Выбрать главу

— Между прочим, — встревает Вася Долгий, — царей всегда глушили, как повествует история. Задушили Павла… Застрелили Александра, прозванного Освободителем. Теперь расчет пришел Николаю Кровавому… Не отвертится курва…

— Убивать никого нельзя. У всякого душа, она богом дана. И заповедь есть — не убий. Она, заповедь-то, господом преподана на горе Синае, на скрижалях, пророку Моисею.

— Ты вот на военной службе не был и болтаешь зря, — возражает Митя Костыль, — «Не убий», — это говорит поп. «Не убьешь — тебя убьют», — говорит офицер. Вот тут и сообразуйся. Богач бедного убьет — найдут оправдание, а бедняки богатого только тронь, сейчас же адвокаты определят, что это беззаконие…

— Вот таких, как ты, в пятом году вешали… И нынче вешать будут. Закон не пересилишь. Закон не аблакаты выдумали, а закон от бога.

— Говорят тебе, его аннулировали, божий закон.

— Божий закон никто не аннулирует, кроме самого творца. Он — вечен. По нему будут судить на страшном суде. Почитай-ка апокалипсис. Хотя ты, кроме политических прокламаций, ничего не читаешь, еретик. Погоди вот, тебя барин взгреет…

— Не взгреет барин, он и сам дрожит, как осиновый лист. Ежели уж до царя добрались, то барину тем более не поздоровится. Гучков подал в отставку. Есть слухи, что по шапке и Милюкова.

Семен Коряга, пчеловод, злой, длинный как жердь, заметил елейно:

— Вон пишут в газетах — в Киеве с трехцветными флагами ходят. Святая Русь подъемлет стяг. Сколько не крась Расею, она как пасхальное яичко: покрась его красненьким, а изнутре оно все беленькое…

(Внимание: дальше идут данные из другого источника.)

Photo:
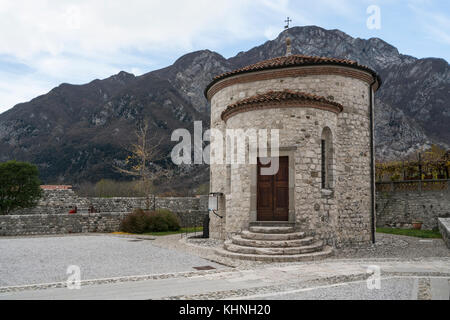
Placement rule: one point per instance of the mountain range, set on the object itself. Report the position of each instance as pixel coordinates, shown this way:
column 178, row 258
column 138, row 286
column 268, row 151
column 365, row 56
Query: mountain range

И, помолчав, решает твердо:

— Социализм в крестьянской стране — утопия. Нам нужна крепкая власть.

— Кому это «нам»? — спрашивает Митя Костыль.

— Расее.

— Россия разная бывает.

— Вшивоеды, не понимаете, что нам нужны Дарданеллы. Братание с немцами пагубно… Анархия — вот наша пагуба.

— Анархия? Мы три года в окопах гнили. А ты здесь деньги наживал. Мошну растил…

Семен Коряга машет рукой, не хочет дальше спорить… Дымят махоркой сразу все. Егор Ярунин, батрак, заросший весь волосами, обремененный огромным семейством, в котором одни девки-перестарки, сокрушенно говорит:

— Третий год война молодых людей косит. И еще, может быть, тридцать три года будет косить. Так сказано в книге, «Черная магия» зовется… Но поглядишь, баб да девок уж очень много развелось на свете. Даже так много, что иной раз жалко их станет. И подумаешь: куда, думаешь, денется весь этот народ? И, кроме того, опять рождаются девочки. Мальчиков куда хошь можно определить, а девчонок куда?

— Свету конец, — говорит просвирня, — примета есть, курица петухом кричала. И уж если царей стали обижать, то господь этого людям не потерпит. Вот увидите, не потерпит… Покарает. Явит знамение.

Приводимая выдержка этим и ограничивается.